Get Toasty This Fall with Pumpkin Shrimp Bisque
Posted by Biloxi Shrimp Co. on Oct 10th 2024
As seasons change and fall comes around, nothing beats a toasty and tasty recipe to keep you warm. Thankfully, wild-caught Gulf shrimp pair perfectly with recipes of all seasons, including the centerpiece of a hearty Pumpkin Shrimp Bisque!
PUMPKIN SHRIMP BISQUE
INGREDIENTS
- 1 lb Extra Jumbo 16/20 Headless Wild-Caught USA Shrimp
- 1 cup dry white wine
- 2 tbsp olive oil
- 3 cups high quality chicken stock
- 2 cups pumpkin purée
- ½ cup half & half
- 2 stalks of celery, chopped
- 1 large onion, chopped
- 4 large bay leaves
- ½ tsp kosher salt
- ½ tsp cinnamon
- ¼ cayenne pepper
DIRECTIONS
- Peel your Extra Jumbo Shrimp while heating 1 tablespoon of olive oil in a saucepan over high heat.
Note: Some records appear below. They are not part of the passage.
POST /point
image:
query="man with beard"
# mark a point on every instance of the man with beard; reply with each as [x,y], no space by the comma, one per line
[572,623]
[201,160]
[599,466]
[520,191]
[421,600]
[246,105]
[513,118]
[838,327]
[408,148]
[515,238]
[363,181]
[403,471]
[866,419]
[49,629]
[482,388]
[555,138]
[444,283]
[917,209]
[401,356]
Add the shrimp shells and tails and cook, stirring constantly, until they turn a deep orange color (about 3 to 4 minutes).
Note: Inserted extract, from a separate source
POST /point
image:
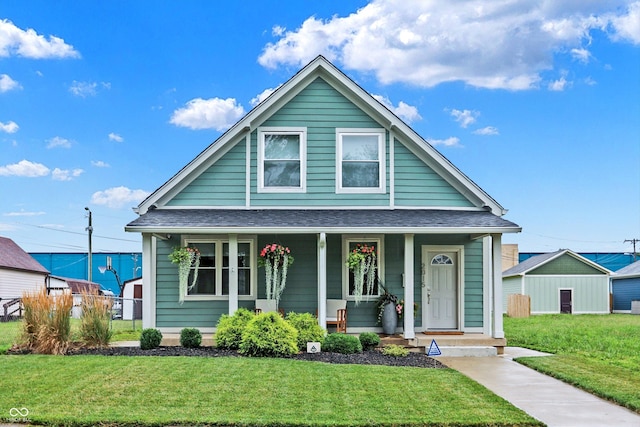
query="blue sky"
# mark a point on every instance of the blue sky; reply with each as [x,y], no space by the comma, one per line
[537,102]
- Turn the heat to medium and then add the white wine, stir, then add the chicken stock, celery, onion and bay leaves. Bring to a boil, then lower the heat, cover the pan and let simmer for 30 minutes. Then strain the shrimp stock into a pot, tossing shells, tails and vegetables.
- Add the pumpkin purée, half & half, salt, cinnamon and cayenne pepper into the pot of stock. Bring it to a simmer and then leave uncovered on low heat for 3 minutes.
- Pour 1 tablespoon of olive oil into a pan over medium heat, add shrimp and cook on each side until pink (about 2 minutes). Ladle the soup over the shrimp. Enjoy!